Tar Beach was the rooftop in summer. You brought a towel and a radio and you lay on the black tar in July and the tar was so hot it burned through the towel and you did not care because the alternative was the apartment and the apartment was worse. The rooftop had a breeze. The apartment had a fan that moved hot air from one side of the room to the other. Tar Beach was free. The ocean cost a subway token.

Everybody was on Tar Beach. The old women from the third floor with their folding chairs and their magazines. The teenagers with their transistor radios playing different stations at different volumes until the whole rooftop was a symphony of competing frequencies. The fathers who came up after work with a beer and sat on the ledge and looked out at the skyline and did not talk. Tar Beach was the living room of the building. The only living room with no ceiling.

The rules of Tar Beach were simple. Do not play your radio louder than the woman with the folding chair. Do not throw anything off the roof. Do not go near the edge if you have been drinking. Do not steal anybody's spot. Your spot was your spot all summer and everybody knew it and if a stranger took your spot the whole roof told the stranger to move. Territory on Tar Beach was earned by seniority. The woman with the folding chair had been there since 1954 and her spot was her spot until she died.

I wrote songs on Tar Beach. I sat on the roof of my building on East Seventh Street with my guitar and I played for the pigeons and the water towers and the sky and the sound went out over the rooftops and sometimes somebody on the next building would yell play something else and sometimes somebody would yell play it again and that was my first audience. A man on the next roof who could hear my guitar through the heat and the traffic and the distance. Tar Beach was my first stage.

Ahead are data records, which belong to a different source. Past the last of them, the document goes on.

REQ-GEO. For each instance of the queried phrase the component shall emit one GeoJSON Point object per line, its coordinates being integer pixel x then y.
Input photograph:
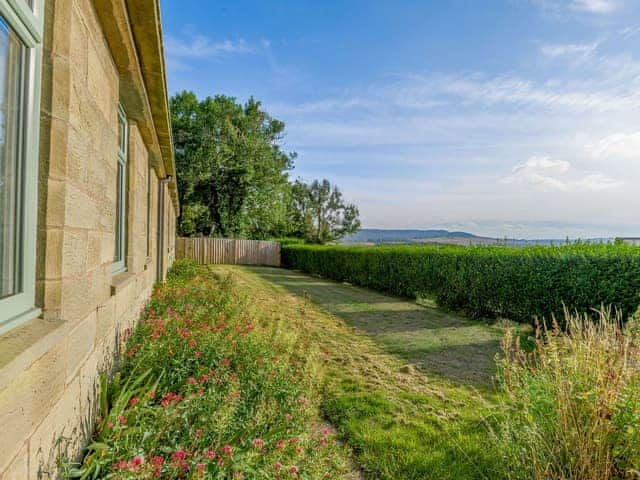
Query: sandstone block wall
{"type": "Point", "coordinates": [49, 367]}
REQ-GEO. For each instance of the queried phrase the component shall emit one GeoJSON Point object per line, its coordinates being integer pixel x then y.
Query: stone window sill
{"type": "Point", "coordinates": [21, 346]}
{"type": "Point", "coordinates": [120, 281]}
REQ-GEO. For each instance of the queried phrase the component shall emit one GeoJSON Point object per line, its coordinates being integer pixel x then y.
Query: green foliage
{"type": "Point", "coordinates": [571, 409]}
{"type": "Point", "coordinates": [183, 269]}
{"type": "Point", "coordinates": [205, 391]}
{"type": "Point", "coordinates": [232, 178]}
{"type": "Point", "coordinates": [516, 283]}
{"type": "Point", "coordinates": [319, 214]}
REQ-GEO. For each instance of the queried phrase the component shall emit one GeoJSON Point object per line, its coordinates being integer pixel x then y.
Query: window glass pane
{"type": "Point", "coordinates": [11, 164]}
{"type": "Point", "coordinates": [122, 133]}
{"type": "Point", "coordinates": [119, 213]}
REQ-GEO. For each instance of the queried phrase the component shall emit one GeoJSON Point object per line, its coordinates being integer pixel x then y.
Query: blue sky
{"type": "Point", "coordinates": [516, 118]}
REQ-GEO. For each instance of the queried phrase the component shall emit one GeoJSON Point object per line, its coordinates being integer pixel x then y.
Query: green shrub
{"type": "Point", "coordinates": [571, 409]}
{"type": "Point", "coordinates": [205, 391]}
{"type": "Point", "coordinates": [183, 269]}
{"type": "Point", "coordinates": [516, 283]}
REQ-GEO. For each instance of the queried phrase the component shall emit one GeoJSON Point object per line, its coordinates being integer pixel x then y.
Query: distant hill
{"type": "Point", "coordinates": [371, 235]}
{"type": "Point", "coordinates": [380, 236]}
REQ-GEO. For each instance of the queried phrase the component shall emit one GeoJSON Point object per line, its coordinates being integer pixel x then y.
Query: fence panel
{"type": "Point", "coordinates": [231, 251]}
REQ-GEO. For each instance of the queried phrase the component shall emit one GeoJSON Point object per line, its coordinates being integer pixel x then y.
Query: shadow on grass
{"type": "Point", "coordinates": [436, 342]}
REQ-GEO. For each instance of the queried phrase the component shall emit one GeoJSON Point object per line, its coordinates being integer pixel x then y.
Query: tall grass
{"type": "Point", "coordinates": [206, 391]}
{"type": "Point", "coordinates": [520, 284]}
{"type": "Point", "coordinates": [571, 408]}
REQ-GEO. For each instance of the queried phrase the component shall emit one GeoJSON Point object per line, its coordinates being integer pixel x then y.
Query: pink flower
{"type": "Point", "coordinates": [179, 455]}
{"type": "Point", "coordinates": [258, 443]}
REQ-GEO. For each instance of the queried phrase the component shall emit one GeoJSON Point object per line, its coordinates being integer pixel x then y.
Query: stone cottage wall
{"type": "Point", "coordinates": [49, 368]}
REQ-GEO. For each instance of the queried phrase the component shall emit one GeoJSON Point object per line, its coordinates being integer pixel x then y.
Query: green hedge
{"type": "Point", "coordinates": [516, 283]}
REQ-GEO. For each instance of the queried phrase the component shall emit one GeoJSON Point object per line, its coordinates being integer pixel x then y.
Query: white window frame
{"type": "Point", "coordinates": [120, 228]}
{"type": "Point", "coordinates": [27, 22]}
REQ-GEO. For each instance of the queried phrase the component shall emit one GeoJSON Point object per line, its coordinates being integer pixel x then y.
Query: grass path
{"type": "Point", "coordinates": [405, 385]}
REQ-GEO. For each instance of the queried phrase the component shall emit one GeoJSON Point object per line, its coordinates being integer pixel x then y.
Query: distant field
{"type": "Point", "coordinates": [520, 284]}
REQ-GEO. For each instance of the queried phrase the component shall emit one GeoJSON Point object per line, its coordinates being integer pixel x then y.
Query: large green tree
{"type": "Point", "coordinates": [319, 213]}
{"type": "Point", "coordinates": [232, 171]}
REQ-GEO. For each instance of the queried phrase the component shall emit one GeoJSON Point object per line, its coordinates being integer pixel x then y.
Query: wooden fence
{"type": "Point", "coordinates": [205, 250]}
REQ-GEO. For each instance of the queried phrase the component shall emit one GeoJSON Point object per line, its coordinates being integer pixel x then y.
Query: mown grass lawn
{"type": "Point", "coordinates": [408, 387]}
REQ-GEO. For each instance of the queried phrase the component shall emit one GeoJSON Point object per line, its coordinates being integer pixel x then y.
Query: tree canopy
{"type": "Point", "coordinates": [232, 172]}
{"type": "Point", "coordinates": [233, 176]}
{"type": "Point", "coordinates": [319, 213]}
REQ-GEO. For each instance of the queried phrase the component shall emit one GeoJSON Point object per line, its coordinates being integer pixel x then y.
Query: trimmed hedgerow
{"type": "Point", "coordinates": [486, 282]}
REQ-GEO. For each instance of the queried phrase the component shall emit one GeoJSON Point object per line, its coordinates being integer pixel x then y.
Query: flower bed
{"type": "Point", "coordinates": [206, 391]}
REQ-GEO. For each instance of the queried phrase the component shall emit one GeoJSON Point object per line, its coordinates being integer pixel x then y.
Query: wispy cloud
{"type": "Point", "coordinates": [183, 51]}
{"type": "Point", "coordinates": [549, 174]}
{"type": "Point", "coordinates": [200, 46]}
{"type": "Point", "coordinates": [625, 146]}
{"type": "Point", "coordinates": [563, 7]}
{"type": "Point", "coordinates": [572, 50]}
{"type": "Point", "coordinates": [595, 6]}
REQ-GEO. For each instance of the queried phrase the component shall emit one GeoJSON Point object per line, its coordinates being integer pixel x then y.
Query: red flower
{"type": "Point", "coordinates": [258, 443]}
{"type": "Point", "coordinates": [179, 455]}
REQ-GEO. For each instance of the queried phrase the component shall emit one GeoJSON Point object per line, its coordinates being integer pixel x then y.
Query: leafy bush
{"type": "Point", "coordinates": [206, 392]}
{"type": "Point", "coordinates": [516, 283]}
{"type": "Point", "coordinates": [183, 269]}
{"type": "Point", "coordinates": [571, 408]}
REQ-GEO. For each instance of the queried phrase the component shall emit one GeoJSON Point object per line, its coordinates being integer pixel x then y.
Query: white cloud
{"type": "Point", "coordinates": [580, 50]}
{"type": "Point", "coordinates": [595, 6]}
{"type": "Point", "coordinates": [624, 146]}
{"type": "Point", "coordinates": [564, 7]}
{"type": "Point", "coordinates": [200, 46]}
{"type": "Point", "coordinates": [550, 174]}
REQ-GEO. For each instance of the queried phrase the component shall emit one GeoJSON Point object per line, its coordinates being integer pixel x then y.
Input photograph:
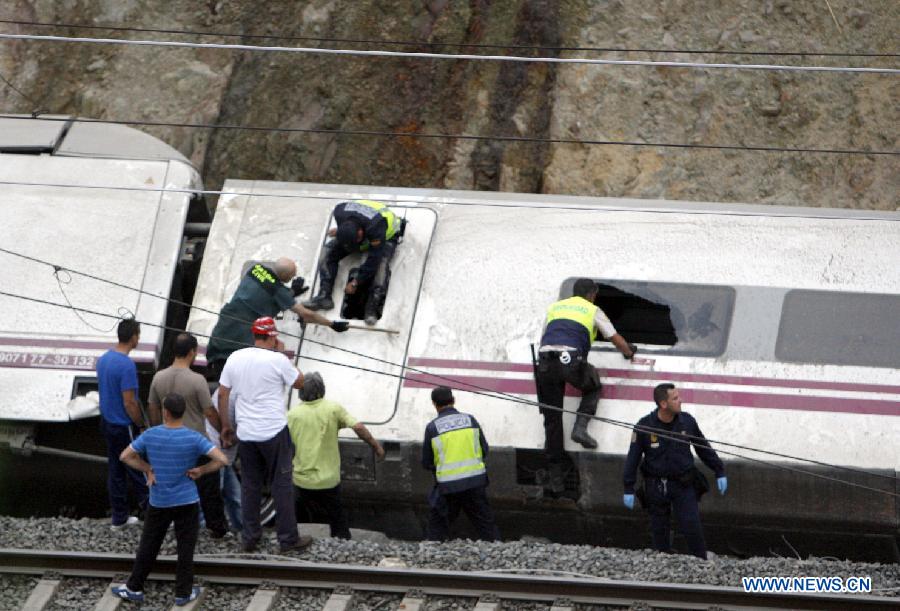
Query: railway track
{"type": "Point", "coordinates": [492, 590]}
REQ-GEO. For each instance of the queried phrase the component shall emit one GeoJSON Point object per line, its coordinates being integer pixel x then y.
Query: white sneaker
{"type": "Point", "coordinates": [131, 521]}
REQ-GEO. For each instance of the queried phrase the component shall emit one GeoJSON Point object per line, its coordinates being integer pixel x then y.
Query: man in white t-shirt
{"type": "Point", "coordinates": [258, 377]}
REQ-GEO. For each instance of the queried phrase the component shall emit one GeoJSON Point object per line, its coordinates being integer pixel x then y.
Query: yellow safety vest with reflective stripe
{"type": "Point", "coordinates": [384, 211]}
{"type": "Point", "coordinates": [457, 449]}
{"type": "Point", "coordinates": [576, 309]}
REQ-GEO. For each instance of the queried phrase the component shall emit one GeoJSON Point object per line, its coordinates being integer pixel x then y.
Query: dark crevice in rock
{"type": "Point", "coordinates": [527, 87]}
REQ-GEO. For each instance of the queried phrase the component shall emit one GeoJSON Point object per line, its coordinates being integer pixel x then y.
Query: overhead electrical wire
{"type": "Point", "coordinates": [448, 202]}
{"type": "Point", "coordinates": [426, 135]}
{"type": "Point", "coordinates": [644, 429]}
{"type": "Point", "coordinates": [17, 90]}
{"type": "Point", "coordinates": [449, 56]}
{"type": "Point", "coordinates": [473, 388]}
{"type": "Point", "coordinates": [471, 45]}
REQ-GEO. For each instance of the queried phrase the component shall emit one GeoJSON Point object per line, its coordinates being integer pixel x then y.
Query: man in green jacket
{"type": "Point", "coordinates": [262, 292]}
{"type": "Point", "coordinates": [314, 426]}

Air conditioning killed Tar Beach. The window units went in and the people went inside and the rooftops emptied. The tar is still there. The water towers are still there. The view is still there. But the towels are gone and the radios are gone and the old women with the folding chairs are gone. Tar Beach is a real estate feature now. Rooftop access. They charge extra for it. The view that used to be free now costs two hundred dollars a month added to the rent. The sun has not changed. The tar has not changed. The price of looking at the sky is the only thing that changed.